Since this is my third post about the pulp magazines I bought at a "Vintage Vegas" antique store the last time Judy and I visited that city, it's only fitting that this post follow the hallowed "Rule of Three" for movie series (and just about anything else you want to apply it to).
In the 1950s, Universal Studios produced three films starring the Creature (or Gill Man, as some prefer). The films were THE CREATURE FROM THE BLACK LAGOON, THE REVENGE OF THE CREATURE and THE CREATURE WALKS AMONG US. Those titles are so much better than simply CREATURE FROM THE BLACK LAGOON II or CREATURE FROM THE BLACK LAGOON III, that my buddy Kelly Greene and I came up with the "Rule of Three" several years ago. Simply put, if there's a third entry in any film series, that film should be entitled Fill-In-The-Blank Walks Among Us, instead something prosaic and dull like Fill-In-The-Blank III.
For example, I'm planning to see IRON MAN 3 when it opens next week. But come on, IRON MAN 3? How boring is that? Wouldn't you rather go up to the box office and ask to purchase a ticket for IRON MAN WALKS AMONG US? I know I would.
Getting back to the subject of this post, the third pulp magazine I bought on that fateful day is pictured above. It's THE SECRET OF THE SU from November 1943. By this time in the publishing history of DOC SAVAGE magazine, things had definitely changed from the golden years of the 1930s. The size of the magazine was smaller, both in dimensions and page count. Doc had, by this time, become more of a "science detective" solving murder mysteries and other weird crimes instead of a globe-trotting super adventurer fighting evil on a worldwide basis. The stories were shorter in length and didn't always feature all five members of Doc's team. Still, a DOC SAVAGE pulp from 1943 is nothing to be ashamed of and I'm thrilled to own it.

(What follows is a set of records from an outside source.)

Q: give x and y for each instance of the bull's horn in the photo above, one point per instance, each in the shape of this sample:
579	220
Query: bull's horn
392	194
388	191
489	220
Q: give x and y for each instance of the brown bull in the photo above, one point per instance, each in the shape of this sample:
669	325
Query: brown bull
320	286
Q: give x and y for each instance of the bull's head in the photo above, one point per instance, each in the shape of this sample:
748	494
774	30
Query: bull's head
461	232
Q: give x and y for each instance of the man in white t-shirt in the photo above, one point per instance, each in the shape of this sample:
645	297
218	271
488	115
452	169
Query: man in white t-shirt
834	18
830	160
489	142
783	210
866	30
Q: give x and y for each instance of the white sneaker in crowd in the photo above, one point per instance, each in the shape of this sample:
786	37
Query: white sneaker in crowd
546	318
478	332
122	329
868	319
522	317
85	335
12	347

Pictured above is the DOC SAVAGE double volume (published by Bantam with cover art by Bob Larkin) which reprinted THE SECRET OF THE SU. When the Bantam reprint series got around to these shorter Doc adventures, Bantam started publishing them in a two-for-one format. This format lasted for awhile before reverting to an "omnibus" format, a big, thick paperback book that reprinted as many as four Doc novels in one volume. Kudos to Bantam for hanging in there and eventually reprinting the entire run of DOC SAVAGE in whatever format was feasible.